Monday, 16 November 2009

On the way to the boder with Hondurus I came across a number of bridges that had been washed away by the recently torrential rain. On crossing one river a couple of feet deep with a bottom of rocks the size grapefruit I dropped the bike with my leg stuck under it. Fortunately an eagle eyed local saw that I was having trouble and lifted the bike off me. At the border I hired a guy to help me through. Thank God wat a nightmare even with him knowing what to do and where to go it took 3 hours and $85. What a rip off. I was only going to be there for one night. This hotel room cost me $25. A beautiful country but I found it to be a rip off.

Sunday, 15 November 2009

10 murders a day

From Antigua it was a mornings ride to the El Salvador border. Quite an easy border to get through and only took 2 hours. The thing I noticed about El Salvador was the intense heat and beautiful coastline. I stayed at the surfing centre of La Libertad in a really nice lodge. Have to say that I was feeling terrible and threw up a couple of times. I put it down to a touch of heat stroke and stayed there for a day to recover. El Salvador has a population of 6.7 million and is the most populated country in Central America. It has a strong gang culture and there are 10 murders a day. That said they are very friendly people but clearly do not feed their livestock enough. These goats were eating the road.

Saturday, 14 November 2009

Guatemala the second time round

Having visited Guatemala last year this was just going to be a way to get to El Salvador. That said I was still amazed by the beauty of the country. A lot of things have changed though one is the road from the border to Antigua. Last year it was under construction and travelling was at little more than walking place. Now it has a lovely smooth surface and allows for speeds upto 90kmh. What has not changed is the recklessness of the Chicken Bus drivers. Chicken as in they play chicken with anything on the road. The problem is now they (10 tons of brightly painted ex US school bus) are coming up behind you at 110+ kmh. I stayed the night in Quetzaltenango at Casa Argentina where I did a hike from last year with Quetzal Trekkers.

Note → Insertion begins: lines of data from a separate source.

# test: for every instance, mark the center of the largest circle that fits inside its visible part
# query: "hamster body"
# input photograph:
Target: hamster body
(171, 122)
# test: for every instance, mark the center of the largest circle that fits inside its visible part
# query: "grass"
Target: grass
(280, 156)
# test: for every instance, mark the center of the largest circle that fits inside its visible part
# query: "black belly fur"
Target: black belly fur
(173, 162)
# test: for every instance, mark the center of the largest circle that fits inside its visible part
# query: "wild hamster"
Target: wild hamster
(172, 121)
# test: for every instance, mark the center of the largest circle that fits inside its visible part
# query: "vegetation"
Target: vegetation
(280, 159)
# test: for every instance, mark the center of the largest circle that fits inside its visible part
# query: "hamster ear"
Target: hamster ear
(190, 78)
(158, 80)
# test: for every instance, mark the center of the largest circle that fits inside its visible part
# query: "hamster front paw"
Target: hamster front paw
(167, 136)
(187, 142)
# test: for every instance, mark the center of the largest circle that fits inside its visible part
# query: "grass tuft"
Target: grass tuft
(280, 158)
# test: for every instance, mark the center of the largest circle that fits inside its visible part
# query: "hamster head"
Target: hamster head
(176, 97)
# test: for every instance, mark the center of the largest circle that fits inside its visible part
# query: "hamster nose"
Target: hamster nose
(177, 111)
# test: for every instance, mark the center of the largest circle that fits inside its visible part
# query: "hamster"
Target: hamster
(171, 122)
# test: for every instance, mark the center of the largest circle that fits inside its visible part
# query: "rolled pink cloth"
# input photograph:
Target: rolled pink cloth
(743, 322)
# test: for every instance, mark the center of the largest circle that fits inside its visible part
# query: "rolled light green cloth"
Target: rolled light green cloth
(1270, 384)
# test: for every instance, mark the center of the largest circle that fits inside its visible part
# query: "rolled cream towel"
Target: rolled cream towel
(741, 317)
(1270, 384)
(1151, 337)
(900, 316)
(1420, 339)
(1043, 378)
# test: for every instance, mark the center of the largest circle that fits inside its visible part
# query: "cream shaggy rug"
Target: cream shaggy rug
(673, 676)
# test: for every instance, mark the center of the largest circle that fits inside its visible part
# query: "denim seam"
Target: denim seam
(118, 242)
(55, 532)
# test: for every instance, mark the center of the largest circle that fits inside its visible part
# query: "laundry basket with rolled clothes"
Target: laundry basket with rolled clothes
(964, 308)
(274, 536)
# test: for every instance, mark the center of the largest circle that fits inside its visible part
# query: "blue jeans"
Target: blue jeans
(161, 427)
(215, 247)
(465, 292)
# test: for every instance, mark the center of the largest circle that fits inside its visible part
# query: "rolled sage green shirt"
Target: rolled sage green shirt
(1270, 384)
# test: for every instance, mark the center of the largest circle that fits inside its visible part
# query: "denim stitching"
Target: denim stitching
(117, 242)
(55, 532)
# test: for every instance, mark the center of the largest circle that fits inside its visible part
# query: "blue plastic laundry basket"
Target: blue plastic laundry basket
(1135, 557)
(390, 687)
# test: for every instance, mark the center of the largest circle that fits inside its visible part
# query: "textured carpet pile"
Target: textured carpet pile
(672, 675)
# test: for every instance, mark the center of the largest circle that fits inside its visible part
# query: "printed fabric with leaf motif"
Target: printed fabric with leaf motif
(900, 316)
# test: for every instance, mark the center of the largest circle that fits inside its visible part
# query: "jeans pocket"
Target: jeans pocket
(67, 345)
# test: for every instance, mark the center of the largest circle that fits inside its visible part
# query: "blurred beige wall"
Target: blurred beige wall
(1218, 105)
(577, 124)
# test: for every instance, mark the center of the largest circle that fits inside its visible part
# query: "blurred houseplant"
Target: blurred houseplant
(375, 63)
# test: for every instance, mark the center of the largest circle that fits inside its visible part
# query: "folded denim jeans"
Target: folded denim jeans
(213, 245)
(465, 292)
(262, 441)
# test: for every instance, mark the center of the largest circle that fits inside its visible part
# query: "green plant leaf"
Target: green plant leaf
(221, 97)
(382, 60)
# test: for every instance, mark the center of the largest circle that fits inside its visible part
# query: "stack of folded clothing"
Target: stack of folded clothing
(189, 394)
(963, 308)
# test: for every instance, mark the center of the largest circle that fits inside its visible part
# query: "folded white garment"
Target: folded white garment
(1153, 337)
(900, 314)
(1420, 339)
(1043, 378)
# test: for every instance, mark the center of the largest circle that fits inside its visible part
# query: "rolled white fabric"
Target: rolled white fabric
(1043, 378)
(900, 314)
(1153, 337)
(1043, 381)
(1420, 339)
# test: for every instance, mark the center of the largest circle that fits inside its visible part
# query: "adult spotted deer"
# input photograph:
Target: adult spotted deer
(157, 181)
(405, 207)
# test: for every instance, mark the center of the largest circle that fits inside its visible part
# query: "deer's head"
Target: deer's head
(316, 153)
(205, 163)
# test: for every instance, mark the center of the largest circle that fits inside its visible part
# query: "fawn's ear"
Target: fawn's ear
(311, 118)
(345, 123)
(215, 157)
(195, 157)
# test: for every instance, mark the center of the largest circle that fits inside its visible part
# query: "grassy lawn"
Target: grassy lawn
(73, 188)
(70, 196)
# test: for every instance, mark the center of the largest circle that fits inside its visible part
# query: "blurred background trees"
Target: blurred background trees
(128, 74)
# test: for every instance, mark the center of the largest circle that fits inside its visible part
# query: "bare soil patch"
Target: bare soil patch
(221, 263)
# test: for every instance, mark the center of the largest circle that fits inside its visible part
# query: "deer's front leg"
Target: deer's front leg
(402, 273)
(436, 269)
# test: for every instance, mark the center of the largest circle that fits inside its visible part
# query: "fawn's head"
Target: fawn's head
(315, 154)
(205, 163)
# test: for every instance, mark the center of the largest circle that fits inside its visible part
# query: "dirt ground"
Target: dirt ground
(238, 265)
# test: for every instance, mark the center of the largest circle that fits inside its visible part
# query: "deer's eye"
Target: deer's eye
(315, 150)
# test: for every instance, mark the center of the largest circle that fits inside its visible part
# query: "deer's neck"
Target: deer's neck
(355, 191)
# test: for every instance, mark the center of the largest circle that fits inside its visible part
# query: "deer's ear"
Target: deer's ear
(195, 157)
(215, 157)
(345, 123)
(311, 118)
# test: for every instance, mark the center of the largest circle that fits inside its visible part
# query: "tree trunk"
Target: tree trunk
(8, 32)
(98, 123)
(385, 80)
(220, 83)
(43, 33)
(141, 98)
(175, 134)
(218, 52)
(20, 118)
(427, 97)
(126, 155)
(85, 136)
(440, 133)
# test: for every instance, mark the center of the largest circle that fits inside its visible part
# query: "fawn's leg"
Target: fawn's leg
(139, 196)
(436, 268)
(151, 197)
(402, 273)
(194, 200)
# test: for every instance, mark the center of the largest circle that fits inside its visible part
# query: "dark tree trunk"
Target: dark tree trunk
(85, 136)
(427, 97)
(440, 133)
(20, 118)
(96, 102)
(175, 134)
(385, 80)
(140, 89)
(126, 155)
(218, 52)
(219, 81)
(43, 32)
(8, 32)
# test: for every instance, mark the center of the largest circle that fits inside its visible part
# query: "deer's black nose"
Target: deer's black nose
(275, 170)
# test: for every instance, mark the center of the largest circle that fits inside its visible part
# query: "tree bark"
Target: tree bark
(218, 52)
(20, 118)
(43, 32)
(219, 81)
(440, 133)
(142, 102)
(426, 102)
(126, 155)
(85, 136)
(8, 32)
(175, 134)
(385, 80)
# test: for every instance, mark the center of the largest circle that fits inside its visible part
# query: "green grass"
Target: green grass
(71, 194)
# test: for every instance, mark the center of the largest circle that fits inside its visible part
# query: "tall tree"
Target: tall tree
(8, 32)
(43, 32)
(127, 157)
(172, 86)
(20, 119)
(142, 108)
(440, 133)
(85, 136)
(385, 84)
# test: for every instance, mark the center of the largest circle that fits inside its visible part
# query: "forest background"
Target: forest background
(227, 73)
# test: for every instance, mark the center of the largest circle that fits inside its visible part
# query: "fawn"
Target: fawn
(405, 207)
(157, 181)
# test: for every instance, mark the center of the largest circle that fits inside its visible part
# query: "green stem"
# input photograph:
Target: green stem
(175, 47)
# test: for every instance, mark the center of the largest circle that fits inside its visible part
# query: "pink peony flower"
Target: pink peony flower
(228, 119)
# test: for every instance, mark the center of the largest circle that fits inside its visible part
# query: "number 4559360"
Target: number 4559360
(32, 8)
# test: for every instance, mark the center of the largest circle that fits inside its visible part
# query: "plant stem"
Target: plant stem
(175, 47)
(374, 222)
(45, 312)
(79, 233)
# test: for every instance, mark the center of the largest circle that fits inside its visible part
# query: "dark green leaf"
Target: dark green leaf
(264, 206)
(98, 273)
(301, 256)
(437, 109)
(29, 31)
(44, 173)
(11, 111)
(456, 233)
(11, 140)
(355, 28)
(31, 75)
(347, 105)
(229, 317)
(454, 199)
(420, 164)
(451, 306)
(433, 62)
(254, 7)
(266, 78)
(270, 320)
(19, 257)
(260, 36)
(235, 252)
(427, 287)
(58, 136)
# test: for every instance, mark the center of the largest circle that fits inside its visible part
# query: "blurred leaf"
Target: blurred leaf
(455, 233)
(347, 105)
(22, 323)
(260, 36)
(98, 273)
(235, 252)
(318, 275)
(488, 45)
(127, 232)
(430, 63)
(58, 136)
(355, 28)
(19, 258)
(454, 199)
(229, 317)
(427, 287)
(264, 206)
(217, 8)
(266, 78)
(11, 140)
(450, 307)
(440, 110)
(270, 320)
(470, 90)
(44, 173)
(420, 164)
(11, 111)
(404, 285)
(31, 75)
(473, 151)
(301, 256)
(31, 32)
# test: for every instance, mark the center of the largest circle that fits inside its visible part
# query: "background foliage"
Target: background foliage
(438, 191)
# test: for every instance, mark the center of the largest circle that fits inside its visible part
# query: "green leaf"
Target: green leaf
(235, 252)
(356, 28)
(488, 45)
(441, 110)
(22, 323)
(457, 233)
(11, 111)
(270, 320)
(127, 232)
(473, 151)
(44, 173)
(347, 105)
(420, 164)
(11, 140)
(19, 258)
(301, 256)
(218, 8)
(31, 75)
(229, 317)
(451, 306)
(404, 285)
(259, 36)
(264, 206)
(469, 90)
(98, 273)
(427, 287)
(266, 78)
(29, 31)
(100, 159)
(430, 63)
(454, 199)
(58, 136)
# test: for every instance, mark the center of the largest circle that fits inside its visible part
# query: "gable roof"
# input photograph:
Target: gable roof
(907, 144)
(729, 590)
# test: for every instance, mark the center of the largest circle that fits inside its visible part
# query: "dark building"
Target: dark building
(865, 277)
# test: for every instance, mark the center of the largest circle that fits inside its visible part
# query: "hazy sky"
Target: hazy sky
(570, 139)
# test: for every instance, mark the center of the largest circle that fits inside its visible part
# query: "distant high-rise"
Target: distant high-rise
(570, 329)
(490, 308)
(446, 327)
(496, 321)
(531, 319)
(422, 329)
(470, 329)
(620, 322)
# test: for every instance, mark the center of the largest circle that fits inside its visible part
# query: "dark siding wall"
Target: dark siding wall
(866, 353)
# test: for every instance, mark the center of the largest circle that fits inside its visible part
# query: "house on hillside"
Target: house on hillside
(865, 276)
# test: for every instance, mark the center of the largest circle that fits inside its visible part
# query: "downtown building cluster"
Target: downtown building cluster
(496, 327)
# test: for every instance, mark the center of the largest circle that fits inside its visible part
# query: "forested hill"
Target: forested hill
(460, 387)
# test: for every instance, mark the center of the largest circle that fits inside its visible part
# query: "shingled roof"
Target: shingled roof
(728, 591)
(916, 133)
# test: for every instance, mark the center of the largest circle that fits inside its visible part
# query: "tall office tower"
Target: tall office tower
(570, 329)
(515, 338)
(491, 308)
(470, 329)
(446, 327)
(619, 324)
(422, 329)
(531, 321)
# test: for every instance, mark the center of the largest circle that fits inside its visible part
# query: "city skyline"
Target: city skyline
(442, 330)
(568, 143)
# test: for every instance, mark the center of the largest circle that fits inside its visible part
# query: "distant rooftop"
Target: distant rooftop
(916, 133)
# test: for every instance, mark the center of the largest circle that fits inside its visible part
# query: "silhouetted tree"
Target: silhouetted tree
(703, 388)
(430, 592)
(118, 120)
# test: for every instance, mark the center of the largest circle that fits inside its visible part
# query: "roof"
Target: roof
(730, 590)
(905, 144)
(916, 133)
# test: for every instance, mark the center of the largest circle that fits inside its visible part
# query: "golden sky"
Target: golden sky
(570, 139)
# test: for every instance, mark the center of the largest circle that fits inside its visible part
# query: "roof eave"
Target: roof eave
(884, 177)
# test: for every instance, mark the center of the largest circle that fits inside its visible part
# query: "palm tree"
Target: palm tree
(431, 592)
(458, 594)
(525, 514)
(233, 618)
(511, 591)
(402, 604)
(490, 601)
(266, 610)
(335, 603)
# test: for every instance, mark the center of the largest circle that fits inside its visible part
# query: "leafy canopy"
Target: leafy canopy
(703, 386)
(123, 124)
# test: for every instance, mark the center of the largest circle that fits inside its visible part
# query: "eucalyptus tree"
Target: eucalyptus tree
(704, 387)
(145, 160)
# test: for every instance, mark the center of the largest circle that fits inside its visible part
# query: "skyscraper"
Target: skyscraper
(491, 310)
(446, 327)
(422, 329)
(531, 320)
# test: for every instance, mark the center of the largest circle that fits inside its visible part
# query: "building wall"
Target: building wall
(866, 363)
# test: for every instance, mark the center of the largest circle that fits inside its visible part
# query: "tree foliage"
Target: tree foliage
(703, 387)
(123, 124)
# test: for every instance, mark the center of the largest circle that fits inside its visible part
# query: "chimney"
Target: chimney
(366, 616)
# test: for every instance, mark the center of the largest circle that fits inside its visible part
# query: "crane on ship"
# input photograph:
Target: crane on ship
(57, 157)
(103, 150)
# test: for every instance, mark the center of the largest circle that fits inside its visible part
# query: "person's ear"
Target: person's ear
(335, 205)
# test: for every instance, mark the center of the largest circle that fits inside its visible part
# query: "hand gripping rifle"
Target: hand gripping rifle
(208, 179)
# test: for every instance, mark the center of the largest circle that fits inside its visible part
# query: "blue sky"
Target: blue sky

This is the aftermath of one of their days in the mountains.

The 2nd night I spent in Guatemala was in Antigua. The second thing I noticed is the number of extra tourist police. Dozens. Or at least I thought that they were Tourist Police. It turned out that they were Traffic Police employed to enforce the new toll for any car entering the city. The third difference was how many restaurants, boutiques and ice cream parlours have now opened to cater for the blossoming American tourist market. None the less Antigua is still a beautiful city and one which I enjoy despite my encounter with firearms on the previous visit.

Wednesday, 11 November 2009

I cano speako Espanol nowo!

Whilst in San Cristobel I took 2 days of one on one language training at ´The Tree House´ or using Franish Le Casa de les Arbres. There actually was a tree house expertly modelled by my teacher.
The town was full of people in local clothing. No that is a mad dentist who pursued me all the way back to the hotel desperate to extract my teeth.

Saturday, 7 November 2009

The Aussie connection

On the ride south from San Miguel I was caught by Errol on a BMW GS1200. We then continued to ride together until San Cristobel. He had intended to ride to Argentina but time beat him and he decided not to do it. I never thought that I would admit to it but I actually enjoyed the company of an Aussie and despite a drop goal and 3 points he was not at all bitter.
San Cristobel was a lovely town with a very strong indigineous connection. One evening I enhanced poor appreciation of music by listening to local artists and this was followed by cows testicles. Yes it is true they tasted like chicken but then again doesn´t everything.

Friday, 6 November 2009

On the way to Oaxaca there was an great road through the mountains. Oaxaca was a gem and I even found someone playing the bagpipes. I thought that I should include this for my Scottish friends.